With little mutual investment between Riyadh and Beijing, and as the Saudis rebuff Chinese requests to partially dump the US dollar, jumping to the conclusion that the Beijing agreement with Iran shows that Saudi Arabia is distancing itself from Washington and getting closer to Beijing is premature.    

Similarly, dollar figures of trade between Saudi Arabia and Iran have yet to indicate that Riyadh is undermining the position of a US-led coalition against Iran’s destabilizing behavior in the region, including Tehran’s sponsorship of terrorism and pursuit of nuclear weapons.

Bilateral trade between Saudi Arabia and Iran has been historically low. Before 2016, trade between the two countries was negligible at $14 million. Since the Beijing Agreement was signed in March, Riyadh has imported worth $15 million of steel ingots and grapes from Iran. Neither item is on the US list of sanctions.

And because Washington imposes sanctions on Iran’s shipping and naval insurance sectors, Iranian merchandise was shuttled to Saudi Arabia in trucks traveling through Iraq.

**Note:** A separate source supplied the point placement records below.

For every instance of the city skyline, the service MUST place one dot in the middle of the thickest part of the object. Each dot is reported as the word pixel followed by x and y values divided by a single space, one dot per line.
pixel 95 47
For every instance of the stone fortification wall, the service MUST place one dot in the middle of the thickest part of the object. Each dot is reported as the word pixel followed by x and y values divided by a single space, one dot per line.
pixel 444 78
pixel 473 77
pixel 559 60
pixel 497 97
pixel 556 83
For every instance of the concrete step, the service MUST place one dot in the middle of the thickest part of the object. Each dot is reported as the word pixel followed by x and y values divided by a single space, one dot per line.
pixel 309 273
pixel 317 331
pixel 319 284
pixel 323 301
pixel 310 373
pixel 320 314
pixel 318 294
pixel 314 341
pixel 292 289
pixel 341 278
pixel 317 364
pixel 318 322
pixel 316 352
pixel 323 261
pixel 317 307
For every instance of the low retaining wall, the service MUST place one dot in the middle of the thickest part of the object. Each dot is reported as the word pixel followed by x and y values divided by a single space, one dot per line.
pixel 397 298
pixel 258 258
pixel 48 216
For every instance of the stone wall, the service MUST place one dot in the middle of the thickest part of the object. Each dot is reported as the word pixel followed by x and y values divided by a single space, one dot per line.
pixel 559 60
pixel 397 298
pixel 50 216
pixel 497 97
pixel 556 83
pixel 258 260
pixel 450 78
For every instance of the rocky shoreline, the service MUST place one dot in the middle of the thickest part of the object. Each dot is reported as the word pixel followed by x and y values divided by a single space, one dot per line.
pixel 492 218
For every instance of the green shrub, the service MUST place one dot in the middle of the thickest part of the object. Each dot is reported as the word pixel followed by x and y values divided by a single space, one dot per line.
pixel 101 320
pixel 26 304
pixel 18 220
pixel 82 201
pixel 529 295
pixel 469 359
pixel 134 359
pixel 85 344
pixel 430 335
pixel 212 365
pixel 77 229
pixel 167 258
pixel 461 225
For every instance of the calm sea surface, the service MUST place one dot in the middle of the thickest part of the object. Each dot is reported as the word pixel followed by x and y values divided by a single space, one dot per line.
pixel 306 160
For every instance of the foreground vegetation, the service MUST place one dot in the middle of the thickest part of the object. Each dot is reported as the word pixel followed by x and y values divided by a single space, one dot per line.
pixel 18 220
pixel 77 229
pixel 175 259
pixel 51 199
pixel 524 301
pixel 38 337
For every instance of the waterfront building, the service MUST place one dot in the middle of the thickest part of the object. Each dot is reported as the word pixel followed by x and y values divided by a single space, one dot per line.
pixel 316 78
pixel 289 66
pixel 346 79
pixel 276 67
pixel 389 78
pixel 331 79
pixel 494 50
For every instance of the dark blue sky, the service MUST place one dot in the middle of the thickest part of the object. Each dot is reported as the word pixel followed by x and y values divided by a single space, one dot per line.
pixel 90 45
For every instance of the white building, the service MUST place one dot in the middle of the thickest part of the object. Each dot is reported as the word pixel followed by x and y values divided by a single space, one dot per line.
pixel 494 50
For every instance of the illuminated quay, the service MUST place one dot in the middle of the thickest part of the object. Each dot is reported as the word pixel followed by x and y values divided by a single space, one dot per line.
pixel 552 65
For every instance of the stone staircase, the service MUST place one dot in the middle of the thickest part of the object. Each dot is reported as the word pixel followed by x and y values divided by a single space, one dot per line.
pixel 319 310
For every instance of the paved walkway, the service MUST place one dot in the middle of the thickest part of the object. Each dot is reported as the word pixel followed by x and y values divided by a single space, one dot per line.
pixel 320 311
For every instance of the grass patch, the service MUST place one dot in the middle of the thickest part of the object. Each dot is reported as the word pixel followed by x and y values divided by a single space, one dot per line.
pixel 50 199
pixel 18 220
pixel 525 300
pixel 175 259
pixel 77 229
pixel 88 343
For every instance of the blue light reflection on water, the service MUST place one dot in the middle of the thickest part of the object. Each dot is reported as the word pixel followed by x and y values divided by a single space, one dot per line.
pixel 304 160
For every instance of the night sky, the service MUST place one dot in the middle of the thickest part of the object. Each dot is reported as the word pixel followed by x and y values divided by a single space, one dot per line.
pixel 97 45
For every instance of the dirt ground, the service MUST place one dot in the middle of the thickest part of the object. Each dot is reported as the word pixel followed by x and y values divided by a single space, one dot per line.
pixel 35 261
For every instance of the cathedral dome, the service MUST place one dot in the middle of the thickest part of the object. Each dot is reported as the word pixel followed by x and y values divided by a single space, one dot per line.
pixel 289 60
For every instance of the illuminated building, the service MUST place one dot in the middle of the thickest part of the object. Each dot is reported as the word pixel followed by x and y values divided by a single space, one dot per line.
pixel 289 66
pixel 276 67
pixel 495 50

American sanctions on Iran also make it hard for exporters to collect their money through Iranian banks, whose links to the global SWIFT (Society for Worldwide Interbank Financial Telecommunications) system are currently frozen. Instead, Iranian merchants can either collect their money in cash, or open accounts in Saudi banks. And while Iranian Minister of Economic Affairs Ehsan Khandouzi said he expected bilateral trade with Saudi Arabia to hit the $1 billion mark, such a number seems to be too ambitious.

Since patching things up with Qatar in 2021, MBS has gone on a blitz of zeroing out foreign policy trouble. Observers believe that such policy is a prerequisite for switching the Saudi economy’s reliance on oil rent to knowledge and services.

As MBS de-escalates conflicts on all fronts, friends and foes have tried to guess whether his new policy is a prelude to switching sides, from the US-led camp to the multipolar order imagined by Russia, China, and Iran. And while a few statements here and there might show that the Saudi crown prince is indeed preparing to change partners, a look at trade numbers and bilateral investments suggest that Riyadh has not made of China, Iran, or Russia serious economic partners, let alone in defense and diplomacy.

For the foreseeable future, Saudi Arabia and Gulf countries seem to be staying in the US camp, and there is little to show otherwise, despite all the noise and photo ops.